Sign up to join this community
The watch in the picture below contains a square, around which the hours are marked. At 3:00 the area enclosed between the hour hand, the minute hand, and the square sides is ¼ of the total area of the square. At 9:00 it is also ¼ of the total area.
How many times during 12 hours does the area enclosed by the hour hand and minute hand equal exactly ¼ of the square?
Answer
22 times
Explanation
Note that the area covered by by two hands is one fourth of the square if and only if they are perpendicular ie. make a $90°$ angle, which happens 22 times on 12 hours.
Proof
A) The area covered by two hands is one fourth of the square if and only if they are perpendicular.
Let $OF$ and $OG$ be the hands. Let $h$ be the distance from center to the sides.
Now,
$[OFAG]= {1 \over 4} [ABCD] = [AOB]$
$\implies [AOF]= [GOB]$
$\implies AF=GB$ (since the area and heights are equal)
Since, $\angle OBG =\angle OAF= 45°$ and $OA=OB$
the triangles $AOF, BOG$ congruent and
$\angle AOF =\angle GOB$
$\implies \angle GOF=\angle GOA + \angle AOF = \angle GOA +\angle GOB =\angle AOB =90°$
B) The clock hands are perpendicular 22 times.
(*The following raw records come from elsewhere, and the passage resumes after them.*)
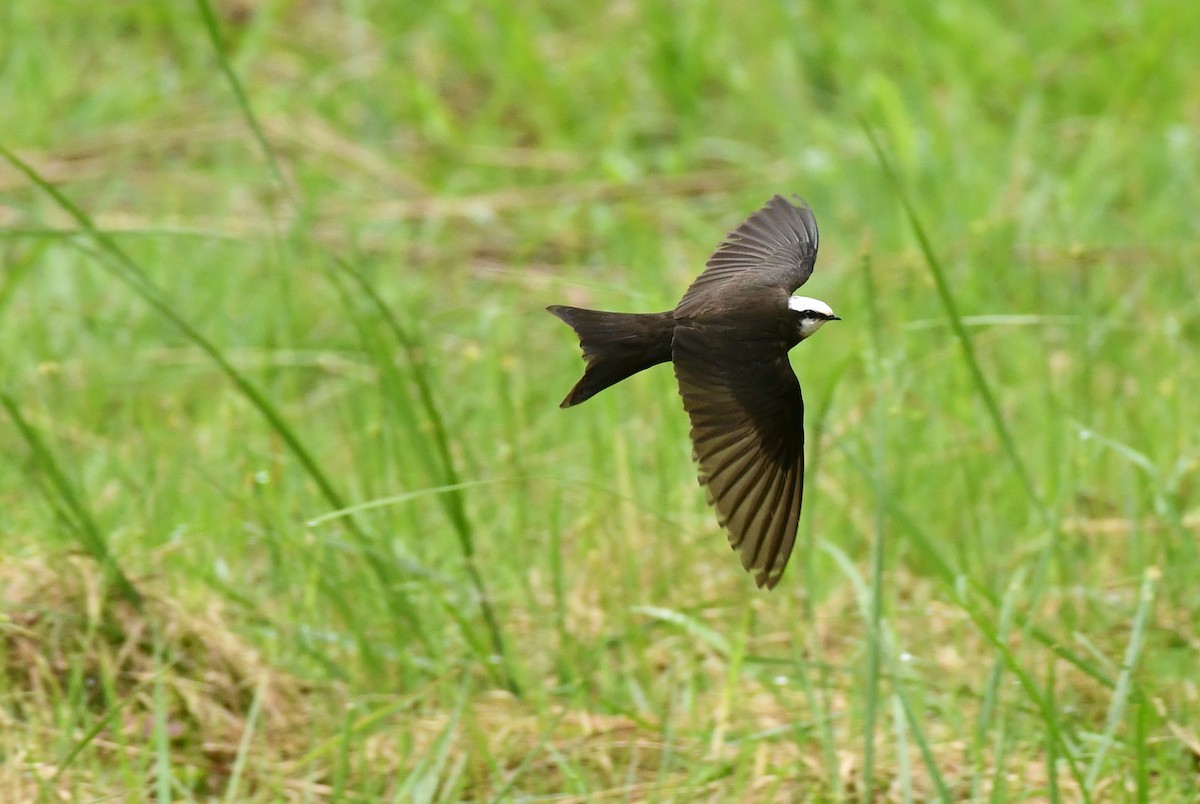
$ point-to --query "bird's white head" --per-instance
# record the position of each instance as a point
(813, 312)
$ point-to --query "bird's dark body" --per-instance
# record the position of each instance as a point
(729, 340)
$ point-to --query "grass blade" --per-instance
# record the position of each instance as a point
(81, 517)
(129, 273)
(210, 25)
(1125, 681)
(454, 502)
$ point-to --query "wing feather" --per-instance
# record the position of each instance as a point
(748, 432)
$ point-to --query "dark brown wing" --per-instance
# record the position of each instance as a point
(774, 249)
(748, 430)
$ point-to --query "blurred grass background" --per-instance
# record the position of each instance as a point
(271, 289)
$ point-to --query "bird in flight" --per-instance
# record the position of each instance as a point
(729, 340)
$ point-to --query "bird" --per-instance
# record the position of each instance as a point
(729, 340)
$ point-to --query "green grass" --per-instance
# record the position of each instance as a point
(287, 505)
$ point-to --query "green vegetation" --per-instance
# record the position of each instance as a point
(287, 505)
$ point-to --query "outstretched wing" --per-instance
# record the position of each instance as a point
(748, 430)
(774, 249)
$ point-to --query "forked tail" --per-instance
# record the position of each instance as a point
(615, 346)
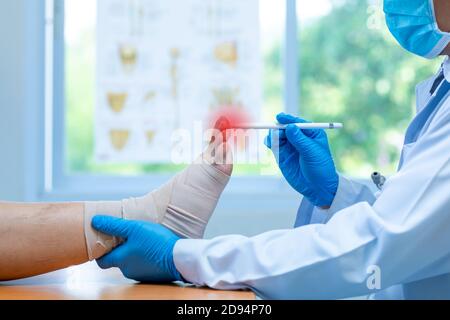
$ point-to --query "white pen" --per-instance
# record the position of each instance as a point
(263, 126)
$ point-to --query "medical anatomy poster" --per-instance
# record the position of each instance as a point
(166, 64)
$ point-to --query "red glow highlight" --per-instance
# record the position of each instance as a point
(227, 118)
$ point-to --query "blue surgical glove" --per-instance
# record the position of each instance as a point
(147, 253)
(305, 160)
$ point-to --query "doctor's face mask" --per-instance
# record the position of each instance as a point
(413, 23)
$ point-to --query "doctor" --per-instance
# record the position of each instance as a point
(347, 241)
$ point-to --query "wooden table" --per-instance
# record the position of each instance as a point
(88, 282)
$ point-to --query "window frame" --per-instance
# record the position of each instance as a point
(58, 185)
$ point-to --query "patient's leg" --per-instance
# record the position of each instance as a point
(184, 204)
(39, 238)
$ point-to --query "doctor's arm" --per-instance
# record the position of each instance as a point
(404, 233)
(305, 160)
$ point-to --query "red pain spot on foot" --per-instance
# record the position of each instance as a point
(227, 119)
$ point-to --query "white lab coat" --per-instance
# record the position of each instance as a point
(403, 235)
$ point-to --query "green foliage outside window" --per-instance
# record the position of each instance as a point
(349, 73)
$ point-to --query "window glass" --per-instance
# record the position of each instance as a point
(82, 55)
(353, 71)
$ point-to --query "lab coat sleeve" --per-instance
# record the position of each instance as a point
(404, 236)
(349, 192)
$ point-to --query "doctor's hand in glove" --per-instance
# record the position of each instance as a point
(147, 252)
(305, 160)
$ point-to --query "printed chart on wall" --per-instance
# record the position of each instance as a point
(167, 64)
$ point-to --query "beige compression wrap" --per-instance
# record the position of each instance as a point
(184, 205)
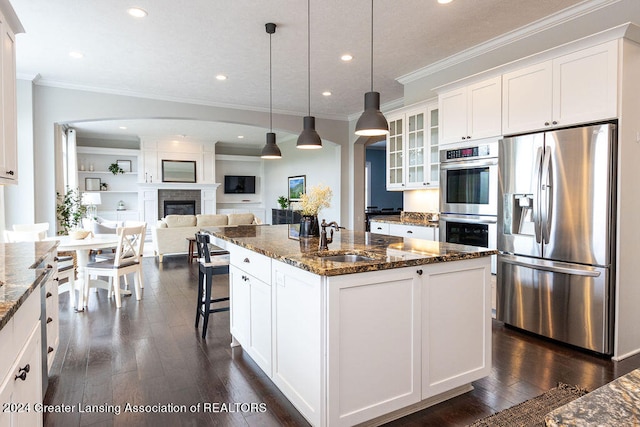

The hour hand makes 1 revolution per 12 hours. The minute hand makes 12. So, if we observe the minute hand from the perspective of the hour hand, we would see that it makes 12-1=11 revolutions per 12 hours. In other words, the minute hand crosses or overlaps the hour hand 11 times. Between each two crossing, there are two cases where they are perpendicular which makes 22 times per 12 hours.
It's bound to happen once between two consecutive $(60k/11)*12$s (in mins) after (15/11)*12 mins (11 instances). In addition, "going backwards" from such an instance where both arrows overlap, it also happens (15/11)*12 mins ago (11 instances). It works the exact same way on a square as it does on a circle: Let's say that the two arrows are orthogonal and perpendicular to each other. We can choose the closest configuration to the one we have, so we don't need to rotate it all out of the quarter. To keep the area constant, we have to rotate both arrows an equal amount because of the symmetry, meaning the angle must always be 90 degrees (15 mins). Therefore it's 22, the total.
I am counting 24 possibilities.
Like Anachor already said, both hands must be perpendicular, and his 22 are correct. But i think there are 2 more:
1. nearly before 3 o'clock, sth. like 02:58 or 02:59 where the hands are perpendicular
2. and the same nearly before 9 o'clock, so like 08:58 or 08:59.
So in both cases there are two appearances of the quarter within of two minutes.
I hope i've made no logical error. If so, please be kind in the comments :-)
Edit: Forget my answer, Roland is totally right.
For every minute the hour hand is moving by 1/720. So at 2:59 it will be at 179/720 and the minute hand will be at 708/720, that is a difference of 191. The difference must be exactly 180 for them to be perpendicular.